OFweek reported that the semiconductor sector’s strong performance and AI-driven boom have created a significant capital “siphoning effect,” drawing investment away from biotech despite the industry’s fundamental progress. The average upfront payment for outbound BD deals reached $180 million in Q1 2026, up 59% from 2025 and 187% from five years ago, but investors remain skeptical about whether early-stage milestones will translate into commercial success given the 5-8 year average timeline from Phase I trials to market approval.
Regulatory Reform Driving Innovation
China’s drug regulatory environment has undergone sweeping reforms since 2015, when the NMPA (formerly CFDA) began overhauling drug review and approval processes. The agency established four fast-track channels: Breakthrough Therapy Designation, Conditional Approval, Priority Review, and Special Approval. During the 14th Five-Year Plan period, 369 products were included in Breakthrough Therapy programs, and 554 applications entered Priority Review, according to People’s Daily.
The 2019 establishment of the Marketing Authorization Holder (MAH) system further strengthened quality management by making drug marketing authorization holders legally responsible for the entire product lifecycle, from development through manufacturing to post-market surveillance.
Strategic Investment and Policy Support
China’s innovative drug companies are investing heavily in research and development. Listed innovative drug companies reported R&D spending at 15-25% or more of revenue in 2025. Fosun Pharma alone spent RMB 4.303 billion on innovative drug R&D in 2025, according to People’s Daily. The company has licensed multiple products to global partners, including its anti-tumor drug Serplulimab to Eisai of Japan in February 2026 and its GLP-1 product to Pfizer in December 2025.
The 2026 Government Work Report explicitly called for “promoting high-quality development of innovative drugs and medical devices,” signaling continued high-level policy support.
Outlook
The Xinhua commentary positions China’s innovative drug industry at a historic crossroads. With AI-driven efficiency gains, record-breaking international partnerships, and strong government backing, the sector has unprecedented momentum. However, overcoming fundamental weaknesses in basic research and building sustainable global commercial operations will determine whether China can transition from a fast follower to a true global leader in pharmaceutical innovation.

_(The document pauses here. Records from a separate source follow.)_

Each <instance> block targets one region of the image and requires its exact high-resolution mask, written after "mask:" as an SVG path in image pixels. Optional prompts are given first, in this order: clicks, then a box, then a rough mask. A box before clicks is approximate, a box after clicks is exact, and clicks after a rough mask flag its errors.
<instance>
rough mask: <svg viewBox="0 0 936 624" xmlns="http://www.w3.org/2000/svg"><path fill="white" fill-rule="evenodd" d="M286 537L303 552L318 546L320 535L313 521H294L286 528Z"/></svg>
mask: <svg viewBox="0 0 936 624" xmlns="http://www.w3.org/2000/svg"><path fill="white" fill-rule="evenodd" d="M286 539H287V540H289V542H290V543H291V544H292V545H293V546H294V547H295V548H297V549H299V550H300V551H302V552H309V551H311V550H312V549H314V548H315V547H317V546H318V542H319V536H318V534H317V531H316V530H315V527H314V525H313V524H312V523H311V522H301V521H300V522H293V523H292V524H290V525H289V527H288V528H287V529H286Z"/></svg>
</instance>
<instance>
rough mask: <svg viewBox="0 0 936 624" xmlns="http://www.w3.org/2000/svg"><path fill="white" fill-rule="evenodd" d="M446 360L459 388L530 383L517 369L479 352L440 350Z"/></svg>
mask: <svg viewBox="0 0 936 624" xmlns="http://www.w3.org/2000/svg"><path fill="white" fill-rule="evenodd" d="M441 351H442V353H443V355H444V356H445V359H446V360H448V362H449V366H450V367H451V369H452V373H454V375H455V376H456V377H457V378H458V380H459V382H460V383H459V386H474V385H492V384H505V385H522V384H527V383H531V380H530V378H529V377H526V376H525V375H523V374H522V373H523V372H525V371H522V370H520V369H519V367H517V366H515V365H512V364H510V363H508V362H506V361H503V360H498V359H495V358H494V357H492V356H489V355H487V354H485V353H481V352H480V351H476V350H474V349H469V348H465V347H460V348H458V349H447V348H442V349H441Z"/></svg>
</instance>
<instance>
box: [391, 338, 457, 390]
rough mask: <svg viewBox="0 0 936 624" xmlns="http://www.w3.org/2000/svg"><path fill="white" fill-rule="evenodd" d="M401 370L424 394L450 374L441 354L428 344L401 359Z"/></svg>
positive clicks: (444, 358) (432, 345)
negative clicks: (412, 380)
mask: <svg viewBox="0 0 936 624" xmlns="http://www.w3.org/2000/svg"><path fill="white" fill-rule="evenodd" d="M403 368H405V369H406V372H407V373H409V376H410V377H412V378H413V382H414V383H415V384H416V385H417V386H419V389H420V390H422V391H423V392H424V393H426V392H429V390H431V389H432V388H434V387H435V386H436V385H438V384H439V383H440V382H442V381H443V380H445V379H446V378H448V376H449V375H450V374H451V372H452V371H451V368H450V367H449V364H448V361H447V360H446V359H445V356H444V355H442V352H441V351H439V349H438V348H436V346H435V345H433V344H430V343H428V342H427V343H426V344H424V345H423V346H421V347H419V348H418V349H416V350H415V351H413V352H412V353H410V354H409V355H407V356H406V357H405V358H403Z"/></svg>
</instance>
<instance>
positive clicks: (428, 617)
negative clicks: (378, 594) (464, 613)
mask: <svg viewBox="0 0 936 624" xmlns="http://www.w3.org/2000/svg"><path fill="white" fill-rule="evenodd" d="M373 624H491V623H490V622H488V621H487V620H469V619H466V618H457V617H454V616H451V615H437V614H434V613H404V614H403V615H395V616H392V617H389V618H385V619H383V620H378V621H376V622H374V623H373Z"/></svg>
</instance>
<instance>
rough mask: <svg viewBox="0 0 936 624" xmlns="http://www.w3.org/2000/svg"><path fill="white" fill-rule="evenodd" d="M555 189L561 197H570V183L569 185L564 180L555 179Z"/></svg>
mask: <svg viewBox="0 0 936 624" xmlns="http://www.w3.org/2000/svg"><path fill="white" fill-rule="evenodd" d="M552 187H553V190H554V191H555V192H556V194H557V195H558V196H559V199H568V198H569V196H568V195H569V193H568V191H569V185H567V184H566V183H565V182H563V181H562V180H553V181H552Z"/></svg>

Key questions remain unanswered. Can Chinese companies successfully transition from early-stage licensing deals to building sustainable global commercial operations? Will the capital market’s skepticism toward biotech persist, or will positive clinical data catalysts reverse the trend? How will US-China geopolitical tensions affect Chinese biotech companies’ access to Western markets?
As the commentary concluded: “Every key breakthrough in domestically produced innovative drugs is a vivid practice of high-level technological self-reliance and self-strengthening.” The coming years will test whether China’s innovative drug industry can translate its deal-making momentum into lasting global impact.